Join us on a tour to the beautiful and historic city once known as Constantinople
One of the largest cities in Europe, the ancient city of Istanbul is Turkey’s economic, cultural, and historical heart. Located in northwest Turkey, Istanbul straddles the Bosphorus —one of the world's busiest waterways—between the Sea of Marmara and the Black Sea. A transcontinental city, its commercial and historical center lies in Europe, while a third of its population lives in Asia.
Founded on the Sarayburnu promontory around 660 BC as Byzantium and reestablished in 330 as Constantinople, it developed to become one of the most significant cities in history. For nearly sixteen centuries, it served as the capital of four empires: the Roman Empire (330–395), the Byzantine Empire (395–1204 and 1261–1453), the Latin Empire (1204–1261), and the Ottoman Empire (1453–1922).
Constantinople was instrumental in the advancement of Christianity during Roman and Byzantine times. In 1453 the Ottomans conquered the city and transformed it into an Islamic stronghold and the seat of the last caliphate.

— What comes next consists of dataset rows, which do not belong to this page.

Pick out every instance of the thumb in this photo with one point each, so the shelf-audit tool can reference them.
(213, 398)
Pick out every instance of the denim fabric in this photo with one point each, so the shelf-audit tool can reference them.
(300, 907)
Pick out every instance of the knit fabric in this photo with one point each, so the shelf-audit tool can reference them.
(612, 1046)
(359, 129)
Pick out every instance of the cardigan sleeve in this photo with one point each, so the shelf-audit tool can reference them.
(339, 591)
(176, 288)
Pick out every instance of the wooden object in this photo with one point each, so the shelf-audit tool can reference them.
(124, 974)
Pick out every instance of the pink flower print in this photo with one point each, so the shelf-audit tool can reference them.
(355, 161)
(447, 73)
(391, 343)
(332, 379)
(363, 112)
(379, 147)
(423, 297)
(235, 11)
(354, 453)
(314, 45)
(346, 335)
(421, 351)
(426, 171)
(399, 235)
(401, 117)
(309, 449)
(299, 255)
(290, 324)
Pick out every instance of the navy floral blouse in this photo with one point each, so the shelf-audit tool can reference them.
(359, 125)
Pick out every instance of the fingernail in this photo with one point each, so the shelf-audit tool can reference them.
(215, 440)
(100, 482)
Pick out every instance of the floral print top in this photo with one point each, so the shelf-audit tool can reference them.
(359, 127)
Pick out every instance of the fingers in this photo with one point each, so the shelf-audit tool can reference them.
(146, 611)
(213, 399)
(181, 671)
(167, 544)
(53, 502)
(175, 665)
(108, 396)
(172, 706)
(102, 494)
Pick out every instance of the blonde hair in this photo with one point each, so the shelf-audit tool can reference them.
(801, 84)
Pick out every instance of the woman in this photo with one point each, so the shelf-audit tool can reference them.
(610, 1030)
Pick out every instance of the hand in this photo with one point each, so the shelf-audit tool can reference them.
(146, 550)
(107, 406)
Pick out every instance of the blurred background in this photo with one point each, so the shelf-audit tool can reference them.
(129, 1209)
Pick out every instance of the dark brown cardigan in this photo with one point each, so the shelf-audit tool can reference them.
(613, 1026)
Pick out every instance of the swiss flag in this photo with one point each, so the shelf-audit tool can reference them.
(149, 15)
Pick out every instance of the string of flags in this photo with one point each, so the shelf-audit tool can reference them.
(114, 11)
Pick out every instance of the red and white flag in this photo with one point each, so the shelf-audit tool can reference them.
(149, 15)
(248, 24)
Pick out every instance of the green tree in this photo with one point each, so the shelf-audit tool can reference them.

This ended in 1923 when the Republic of Turkey established itself, renamed the city to Istanbul and moved the capital seat to Ankara. Still, its palaces and imperial mosques line the hills as visible reminders of the city's previous central role.
Istanbul once held a strategic position along the historic Silk Road, and continues to be a connecting city with rail networks to Europe and the Middle East. Istanbul also holds the only sea route between the Black Sea and the Mediterranean. Being along key routes has ultimately helped foster an eclectic populace and, especially in recent times, contributed to its growth. The population of the city has increased tenfold since the 1950s, as migrants from across ever-changing Anatolia have flocked to the metropolis and city limits have expanded to accommodate them.
Istanbul is the world's tenth-most-popular tourist destination. Seven million foreign visitors arrived in Istanbul in 2010, when it was named a European Capital of Culture. The city's biggest draw remains its historic center, partially listed as a UNESCO World Heritage Site. Growing in popularity, Istanbul’s cultural and entertainment hub can be found across the city's natural harbor, the Golden Horn, in the Beyoğlu district.